Backends, configuring and extending - phires/go-guerrilla GitHub Wiki

Backends

Introduction

What does a backend do?

The main job of a go-guerrilla backend is to save email. Think of it as the middleware.

The default go-guerrilla backend is called a "Gateway". The Gateway manages a set of workers which run in their own goroutines. These workers can be started, shutdown, and new work can be distributed to the workers. The gateway provides a common interface to these workers.
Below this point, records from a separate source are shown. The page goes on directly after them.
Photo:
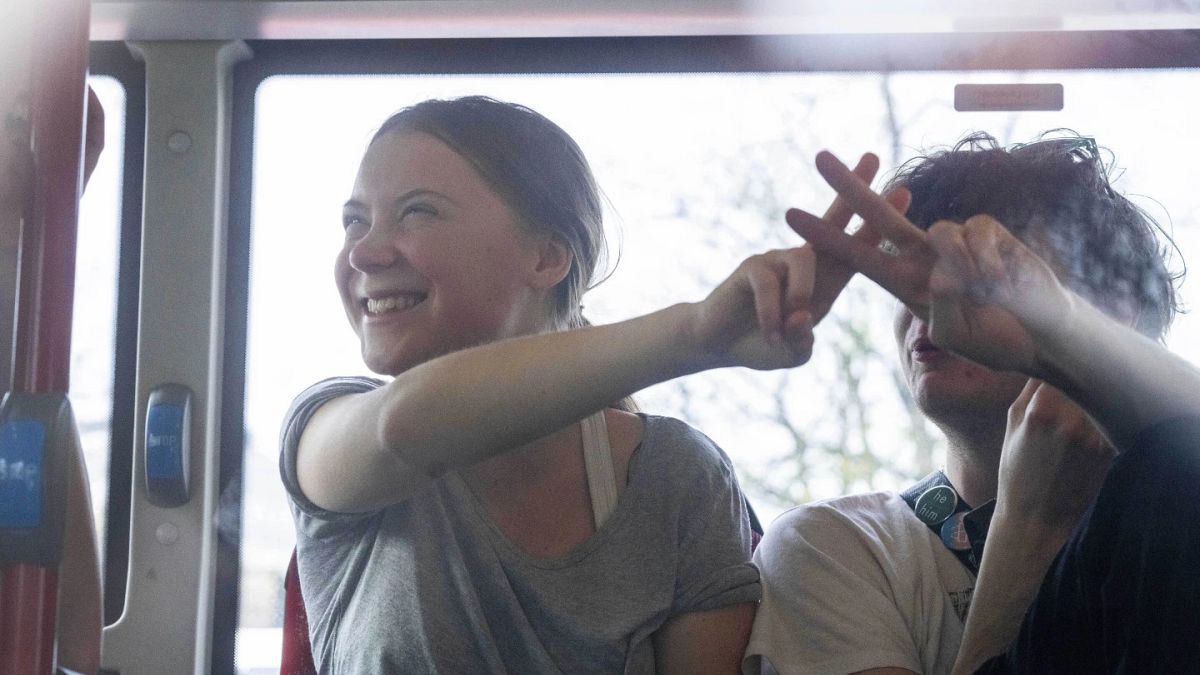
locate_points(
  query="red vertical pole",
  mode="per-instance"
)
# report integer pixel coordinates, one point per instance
(42, 345)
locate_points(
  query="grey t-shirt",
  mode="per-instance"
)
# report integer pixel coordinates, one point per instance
(432, 585)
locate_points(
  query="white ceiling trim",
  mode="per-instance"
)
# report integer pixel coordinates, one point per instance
(243, 19)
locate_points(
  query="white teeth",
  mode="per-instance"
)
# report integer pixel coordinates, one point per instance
(394, 303)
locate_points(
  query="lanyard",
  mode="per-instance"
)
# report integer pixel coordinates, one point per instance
(961, 529)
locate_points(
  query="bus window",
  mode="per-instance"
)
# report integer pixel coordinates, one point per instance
(95, 299)
(699, 169)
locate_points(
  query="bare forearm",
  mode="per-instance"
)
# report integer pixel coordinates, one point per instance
(469, 405)
(1015, 561)
(1122, 378)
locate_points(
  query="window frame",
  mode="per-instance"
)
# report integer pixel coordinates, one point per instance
(581, 55)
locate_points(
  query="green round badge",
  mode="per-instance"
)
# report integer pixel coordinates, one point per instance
(936, 503)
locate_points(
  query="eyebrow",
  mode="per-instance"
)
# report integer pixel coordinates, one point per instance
(359, 205)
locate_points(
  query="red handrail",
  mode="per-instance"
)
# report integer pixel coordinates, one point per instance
(42, 345)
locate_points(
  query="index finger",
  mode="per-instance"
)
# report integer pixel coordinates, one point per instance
(873, 207)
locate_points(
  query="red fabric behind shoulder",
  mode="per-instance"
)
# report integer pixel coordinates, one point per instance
(297, 649)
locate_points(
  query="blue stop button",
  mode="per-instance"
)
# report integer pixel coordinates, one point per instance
(22, 452)
(165, 442)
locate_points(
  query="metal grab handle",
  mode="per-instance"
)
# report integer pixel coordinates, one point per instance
(42, 345)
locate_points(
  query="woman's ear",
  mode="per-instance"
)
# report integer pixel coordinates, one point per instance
(553, 263)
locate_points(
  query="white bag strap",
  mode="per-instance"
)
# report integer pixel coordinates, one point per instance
(598, 464)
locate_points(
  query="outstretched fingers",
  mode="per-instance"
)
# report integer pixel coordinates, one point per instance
(840, 211)
(874, 208)
(861, 254)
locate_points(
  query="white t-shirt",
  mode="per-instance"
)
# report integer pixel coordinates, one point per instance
(857, 583)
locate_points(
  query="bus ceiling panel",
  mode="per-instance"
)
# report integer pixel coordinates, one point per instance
(349, 19)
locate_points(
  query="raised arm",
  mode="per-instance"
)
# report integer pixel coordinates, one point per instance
(367, 451)
(991, 299)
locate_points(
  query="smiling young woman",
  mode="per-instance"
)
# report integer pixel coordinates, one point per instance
(490, 508)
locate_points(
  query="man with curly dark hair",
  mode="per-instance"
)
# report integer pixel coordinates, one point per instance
(883, 583)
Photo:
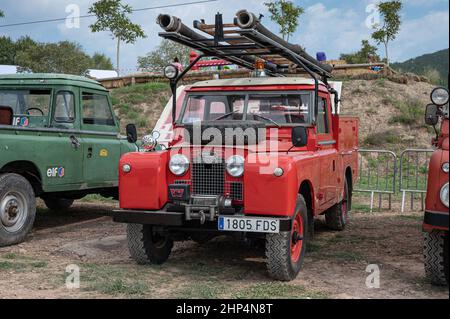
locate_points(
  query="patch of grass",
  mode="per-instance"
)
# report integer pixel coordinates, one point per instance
(201, 290)
(278, 290)
(418, 218)
(119, 286)
(362, 208)
(381, 82)
(347, 256)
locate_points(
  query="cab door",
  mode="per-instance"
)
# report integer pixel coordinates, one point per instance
(101, 141)
(63, 151)
(327, 153)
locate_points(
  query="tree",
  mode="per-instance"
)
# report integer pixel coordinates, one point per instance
(163, 55)
(112, 16)
(286, 14)
(101, 62)
(367, 53)
(388, 30)
(7, 51)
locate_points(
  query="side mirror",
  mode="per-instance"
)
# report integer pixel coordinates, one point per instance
(299, 136)
(431, 114)
(131, 133)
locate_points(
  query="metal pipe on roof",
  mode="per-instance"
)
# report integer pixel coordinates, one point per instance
(248, 20)
(171, 23)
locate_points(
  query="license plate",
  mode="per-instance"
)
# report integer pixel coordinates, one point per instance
(249, 224)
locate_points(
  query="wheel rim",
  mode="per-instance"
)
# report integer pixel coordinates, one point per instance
(13, 211)
(297, 238)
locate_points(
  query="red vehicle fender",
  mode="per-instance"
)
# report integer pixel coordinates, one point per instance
(145, 186)
(266, 194)
(436, 179)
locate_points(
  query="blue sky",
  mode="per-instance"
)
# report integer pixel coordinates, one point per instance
(332, 26)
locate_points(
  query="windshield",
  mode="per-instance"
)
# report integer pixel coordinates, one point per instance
(273, 108)
(26, 102)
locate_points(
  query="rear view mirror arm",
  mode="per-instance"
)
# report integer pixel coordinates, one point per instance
(174, 84)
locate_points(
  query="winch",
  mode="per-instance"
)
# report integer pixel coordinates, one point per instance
(206, 207)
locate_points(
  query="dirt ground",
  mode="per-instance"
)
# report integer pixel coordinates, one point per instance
(335, 266)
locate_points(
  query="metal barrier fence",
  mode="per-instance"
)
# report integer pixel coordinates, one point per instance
(377, 174)
(414, 174)
(381, 170)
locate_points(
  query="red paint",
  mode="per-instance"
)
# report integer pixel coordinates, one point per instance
(320, 165)
(436, 176)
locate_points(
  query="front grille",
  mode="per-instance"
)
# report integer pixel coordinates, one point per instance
(208, 178)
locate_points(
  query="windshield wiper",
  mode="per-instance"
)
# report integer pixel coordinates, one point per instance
(267, 119)
(225, 116)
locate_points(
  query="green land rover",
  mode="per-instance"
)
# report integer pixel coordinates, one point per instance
(60, 141)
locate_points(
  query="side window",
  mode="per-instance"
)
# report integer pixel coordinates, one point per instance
(64, 108)
(323, 126)
(96, 110)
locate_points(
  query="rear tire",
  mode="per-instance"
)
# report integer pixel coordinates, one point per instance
(54, 203)
(436, 257)
(285, 251)
(147, 246)
(17, 209)
(336, 217)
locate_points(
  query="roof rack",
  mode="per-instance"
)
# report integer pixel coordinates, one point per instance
(244, 42)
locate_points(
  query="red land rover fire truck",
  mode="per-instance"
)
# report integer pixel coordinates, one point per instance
(436, 206)
(257, 157)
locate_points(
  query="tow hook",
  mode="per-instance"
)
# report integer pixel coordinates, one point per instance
(296, 237)
(202, 217)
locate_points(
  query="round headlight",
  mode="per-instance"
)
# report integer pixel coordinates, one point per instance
(148, 142)
(439, 96)
(126, 168)
(179, 164)
(444, 195)
(235, 166)
(170, 72)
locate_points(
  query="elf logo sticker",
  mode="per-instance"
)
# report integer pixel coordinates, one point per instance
(56, 172)
(21, 121)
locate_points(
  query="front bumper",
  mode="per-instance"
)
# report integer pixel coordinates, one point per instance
(436, 220)
(166, 218)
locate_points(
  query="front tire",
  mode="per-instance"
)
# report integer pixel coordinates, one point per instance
(53, 203)
(285, 251)
(436, 257)
(17, 209)
(147, 246)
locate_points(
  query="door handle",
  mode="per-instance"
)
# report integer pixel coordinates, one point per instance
(75, 142)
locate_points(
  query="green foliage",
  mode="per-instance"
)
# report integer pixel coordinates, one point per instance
(286, 14)
(434, 66)
(112, 16)
(62, 57)
(388, 30)
(101, 62)
(163, 55)
(367, 53)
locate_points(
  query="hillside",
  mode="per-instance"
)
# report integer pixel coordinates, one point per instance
(433, 66)
(391, 114)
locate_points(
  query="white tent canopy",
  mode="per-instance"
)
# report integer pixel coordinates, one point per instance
(8, 69)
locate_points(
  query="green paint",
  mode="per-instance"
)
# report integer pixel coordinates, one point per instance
(46, 143)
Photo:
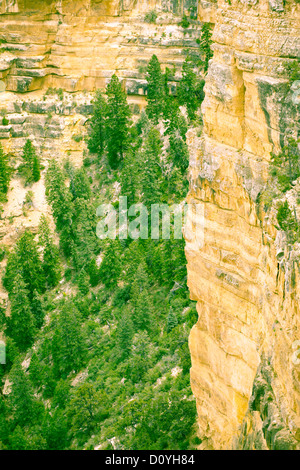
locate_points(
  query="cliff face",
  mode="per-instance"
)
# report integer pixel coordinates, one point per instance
(245, 278)
(75, 46)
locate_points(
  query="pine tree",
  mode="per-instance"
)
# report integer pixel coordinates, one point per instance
(25, 259)
(51, 260)
(96, 142)
(30, 263)
(130, 177)
(86, 243)
(30, 169)
(152, 177)
(171, 320)
(205, 46)
(124, 335)
(60, 198)
(68, 348)
(94, 273)
(117, 122)
(21, 324)
(83, 283)
(37, 309)
(4, 174)
(36, 170)
(21, 397)
(80, 185)
(190, 89)
(110, 268)
(155, 89)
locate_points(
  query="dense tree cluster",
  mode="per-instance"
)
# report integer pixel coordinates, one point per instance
(110, 357)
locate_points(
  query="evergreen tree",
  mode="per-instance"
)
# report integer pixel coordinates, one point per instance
(285, 166)
(85, 410)
(60, 198)
(51, 260)
(36, 170)
(4, 174)
(83, 283)
(190, 89)
(152, 177)
(94, 273)
(155, 89)
(30, 264)
(110, 268)
(80, 185)
(130, 177)
(124, 335)
(86, 243)
(21, 324)
(21, 399)
(96, 141)
(171, 320)
(30, 169)
(68, 348)
(143, 311)
(37, 309)
(117, 122)
(205, 46)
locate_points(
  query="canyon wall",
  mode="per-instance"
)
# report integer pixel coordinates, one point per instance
(245, 278)
(54, 55)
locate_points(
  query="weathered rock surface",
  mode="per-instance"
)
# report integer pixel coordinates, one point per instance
(245, 373)
(243, 367)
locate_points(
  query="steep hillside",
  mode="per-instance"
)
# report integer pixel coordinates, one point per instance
(246, 276)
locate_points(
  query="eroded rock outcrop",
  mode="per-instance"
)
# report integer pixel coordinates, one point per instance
(247, 290)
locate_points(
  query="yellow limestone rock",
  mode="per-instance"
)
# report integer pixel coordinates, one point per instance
(248, 302)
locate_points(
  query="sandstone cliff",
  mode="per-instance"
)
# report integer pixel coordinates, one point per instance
(245, 278)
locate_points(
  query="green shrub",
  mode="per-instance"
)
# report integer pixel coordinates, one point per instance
(150, 17)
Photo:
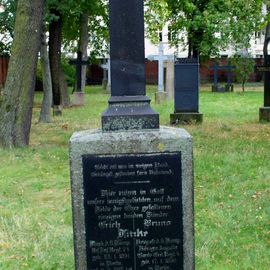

The number of workers to start can be controlled by changing the backend's save_workers_size config option.

Gateway internals

The Gateway receives new email envelopes from the server via the Process function. These envelopes are passed via the gateway's conveyor channel and picked up by an available Worker. The envelope is a value of github.com/phires/go-guerrilla/envelope.Envelope it's passed as a pointer. Users of the package don't need to be concerned with the conveyor channel details, only use the exposed Process function provided by the gateway, and it takes care of the rest.

The Gateway can perform different tasks, not only save email. Another function it provides is ValidateRcpt which validates the envelope's last recipient pushed. It still uses the conveyor channel to distribute the work, and the task field in the workerMsg

Internally, the task is selected using the SelectTask type. So far, there are two types of tasks: TaskSaveMail to save email, TaskValidateRcpt to validate the recipient of an envelope.

What are Workers?

Each Worker can be composed of individual Processors and each Processor is called sequentially to process each envelope. Think of it as production line in a factory. Each worker works on one envelope which they pick up from a conveyor belt (in this case, a channel). Workers must do a number of steps to complete their work before sending their results back. The steps (Processors) that the worker must do can be controlled by changing the backend's save_process config option.

Workers internals

Each worker is structured using a Decorator pattern. See footnote [1].

The decorator pattern stacks each Processor on a call-stack, making a single Processor out of many different Processors. Each processor in the stack must either chain the call to the next Processor by passing the envelope, or return the result back to the caller. You do not need to be concerned with these details, however, it may be worth to checkout the footnote and also decorate.go (where the decorator stack is built) and processor.go (where the interfaces and types are defined). There's also a DefaultProcessor which is always called as the final processor, if everything went OK.

Here is the interface of a processor

import "github.com/phires/go-guerrilla/mail"

// Our processor is defined as something that processes the envelope and returns a result and error
type Processor interface {
	Process(*mail.Envelope, SelectTask) (Result, error)
}

In go-guerrilla's code, Go source files that define a Processor are prefixed with 'p_'

There are a few other details about Processors, if you're interested, please see "Extending" section.

Configuration

The "backend_config" property holds the configuration for the backend, including configuration values for all the Processors.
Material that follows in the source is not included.